Петр Кириллиович не мог не видеть, что именно составляет главную приманку для Черемзина в Княжеском, и как бы нарочно оставлял его с дочерью, точно желая сделать какое-то наблюдение и заключить его своим выводом. А Черемзин между тем стал уже ездить к ним по крайней мере через день.

II. Неудача

Месяца через два с половиною после появления Черемзина в Княжеском старый князь призвал дочь к себе в кабинет.

Ирина Петровна чрезвычайно не любила, когда ее звали в эту комнату, и боялась там отца еще больше, чем обыкновенно.

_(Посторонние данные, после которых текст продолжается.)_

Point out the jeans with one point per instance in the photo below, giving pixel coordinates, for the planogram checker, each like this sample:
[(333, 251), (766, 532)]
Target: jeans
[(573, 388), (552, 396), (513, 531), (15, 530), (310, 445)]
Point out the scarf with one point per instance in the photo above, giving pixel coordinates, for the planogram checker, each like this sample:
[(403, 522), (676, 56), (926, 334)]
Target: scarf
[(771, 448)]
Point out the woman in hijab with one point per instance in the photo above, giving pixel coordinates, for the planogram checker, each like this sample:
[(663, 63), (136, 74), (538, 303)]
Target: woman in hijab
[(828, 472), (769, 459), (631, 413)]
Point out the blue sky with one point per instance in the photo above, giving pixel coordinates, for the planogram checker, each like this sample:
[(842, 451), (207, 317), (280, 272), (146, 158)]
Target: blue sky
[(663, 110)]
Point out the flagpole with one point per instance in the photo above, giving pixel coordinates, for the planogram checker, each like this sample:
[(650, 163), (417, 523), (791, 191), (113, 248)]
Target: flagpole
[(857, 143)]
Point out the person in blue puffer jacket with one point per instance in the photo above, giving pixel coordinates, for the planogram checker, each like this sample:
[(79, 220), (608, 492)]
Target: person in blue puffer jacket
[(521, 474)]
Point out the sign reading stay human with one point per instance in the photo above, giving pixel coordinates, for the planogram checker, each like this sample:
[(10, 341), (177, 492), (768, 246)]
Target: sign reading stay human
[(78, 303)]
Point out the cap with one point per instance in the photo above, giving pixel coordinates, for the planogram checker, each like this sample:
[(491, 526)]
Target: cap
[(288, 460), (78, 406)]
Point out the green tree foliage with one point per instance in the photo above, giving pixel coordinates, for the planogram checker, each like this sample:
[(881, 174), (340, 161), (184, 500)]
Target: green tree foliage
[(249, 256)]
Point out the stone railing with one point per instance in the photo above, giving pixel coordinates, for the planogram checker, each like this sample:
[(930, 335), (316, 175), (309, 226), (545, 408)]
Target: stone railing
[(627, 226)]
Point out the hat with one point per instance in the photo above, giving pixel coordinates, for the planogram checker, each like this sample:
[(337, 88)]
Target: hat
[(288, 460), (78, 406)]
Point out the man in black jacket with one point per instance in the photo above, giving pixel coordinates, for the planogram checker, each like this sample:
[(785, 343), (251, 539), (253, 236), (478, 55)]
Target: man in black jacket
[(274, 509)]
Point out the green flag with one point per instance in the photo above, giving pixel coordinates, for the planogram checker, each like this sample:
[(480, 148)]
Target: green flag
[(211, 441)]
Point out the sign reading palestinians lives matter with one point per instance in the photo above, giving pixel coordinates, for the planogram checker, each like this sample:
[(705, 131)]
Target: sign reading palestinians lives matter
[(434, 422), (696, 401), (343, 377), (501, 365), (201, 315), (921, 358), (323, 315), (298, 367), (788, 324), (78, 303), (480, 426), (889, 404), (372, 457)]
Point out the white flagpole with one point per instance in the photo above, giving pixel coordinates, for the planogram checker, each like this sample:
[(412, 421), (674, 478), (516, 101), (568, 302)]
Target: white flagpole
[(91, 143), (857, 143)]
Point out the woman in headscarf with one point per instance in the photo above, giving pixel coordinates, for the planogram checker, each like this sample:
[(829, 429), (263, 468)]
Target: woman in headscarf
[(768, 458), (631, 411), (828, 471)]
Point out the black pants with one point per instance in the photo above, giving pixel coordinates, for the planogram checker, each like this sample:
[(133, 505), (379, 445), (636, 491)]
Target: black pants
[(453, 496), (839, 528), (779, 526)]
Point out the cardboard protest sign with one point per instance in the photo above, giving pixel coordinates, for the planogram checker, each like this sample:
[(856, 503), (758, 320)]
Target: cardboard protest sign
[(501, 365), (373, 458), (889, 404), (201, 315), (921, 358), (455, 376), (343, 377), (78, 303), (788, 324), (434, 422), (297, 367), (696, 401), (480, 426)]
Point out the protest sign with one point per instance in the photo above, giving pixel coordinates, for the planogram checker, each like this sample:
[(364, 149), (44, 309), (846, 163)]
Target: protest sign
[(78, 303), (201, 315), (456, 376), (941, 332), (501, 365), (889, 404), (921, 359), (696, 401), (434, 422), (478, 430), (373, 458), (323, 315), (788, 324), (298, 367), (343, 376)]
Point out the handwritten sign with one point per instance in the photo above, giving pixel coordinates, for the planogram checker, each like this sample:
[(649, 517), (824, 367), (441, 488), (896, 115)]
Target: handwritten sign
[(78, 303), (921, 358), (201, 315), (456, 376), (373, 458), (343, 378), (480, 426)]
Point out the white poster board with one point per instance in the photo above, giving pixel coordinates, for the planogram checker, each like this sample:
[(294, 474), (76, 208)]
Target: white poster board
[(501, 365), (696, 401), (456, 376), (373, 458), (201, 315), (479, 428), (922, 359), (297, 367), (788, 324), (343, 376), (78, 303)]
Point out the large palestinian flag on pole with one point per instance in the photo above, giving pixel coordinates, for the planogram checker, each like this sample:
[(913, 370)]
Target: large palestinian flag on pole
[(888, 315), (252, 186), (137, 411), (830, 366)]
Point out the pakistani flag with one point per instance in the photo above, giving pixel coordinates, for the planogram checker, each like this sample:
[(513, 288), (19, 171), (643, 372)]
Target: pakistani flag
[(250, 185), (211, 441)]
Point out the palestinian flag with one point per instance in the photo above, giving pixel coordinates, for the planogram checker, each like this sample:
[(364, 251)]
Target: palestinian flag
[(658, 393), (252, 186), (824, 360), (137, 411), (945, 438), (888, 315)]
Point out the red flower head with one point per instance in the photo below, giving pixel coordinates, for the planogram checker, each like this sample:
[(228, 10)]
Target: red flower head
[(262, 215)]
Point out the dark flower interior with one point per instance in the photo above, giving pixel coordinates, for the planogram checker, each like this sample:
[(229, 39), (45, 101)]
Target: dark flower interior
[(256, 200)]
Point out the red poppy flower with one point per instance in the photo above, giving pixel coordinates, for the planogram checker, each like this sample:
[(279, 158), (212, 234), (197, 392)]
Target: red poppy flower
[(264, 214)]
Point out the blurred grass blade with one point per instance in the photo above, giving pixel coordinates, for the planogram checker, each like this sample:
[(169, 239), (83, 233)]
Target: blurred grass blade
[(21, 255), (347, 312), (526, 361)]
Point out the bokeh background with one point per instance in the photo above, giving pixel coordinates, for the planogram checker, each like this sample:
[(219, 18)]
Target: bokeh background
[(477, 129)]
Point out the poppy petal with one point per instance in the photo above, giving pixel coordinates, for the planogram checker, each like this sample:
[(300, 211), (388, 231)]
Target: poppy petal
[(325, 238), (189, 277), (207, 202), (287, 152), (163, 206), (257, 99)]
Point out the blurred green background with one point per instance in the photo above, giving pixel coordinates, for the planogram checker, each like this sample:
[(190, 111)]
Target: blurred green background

Петр Кириллович встречал ее крайне недружелюбно у себя в кабинете, где всегда происходили у него с нею «объяснения». Она вошла и стала у окна, в ожидании когда заговорит отец.

Он ходил по комнате, как будто не замечая дочери, мурлыкал вполголоса какую-то солдатскую песню и, проходя, смахивал со столов и вещей, хотя на них не было ни пылинки. Ирина Петровна терпеливо ждала.

– Ты что ж это, перемолчать меня хочешь, а? – заговорил наконец Петр Кириллович.

– Я жду, пока вам угодно будет, батюшка, заговорить со мною, – ответила она, покачав головою.

 

– А-а, ну жди! – спокойно проговорил Трубецкой и снова заходил. Плечо его дергалось все сильнее и сильнее. – Как ты думаешь, сколько тебе лет, а? – спросил он опять, впрочем, довольно мягко.

– Двадцать девять, – тихо ответила княжна, испуганно, робко, исподлобья взглядывая на отца.

– Да, двадцать девять, – повторил он. – Что ж ты думаешь, отчего до сих пор я не выдал тебя замуж, а?… отчего оставил вековушой?

Ирина Петровна тяжело, глубоко вздохнула. Она знала, что отец будет мучить ее именно этим разговором.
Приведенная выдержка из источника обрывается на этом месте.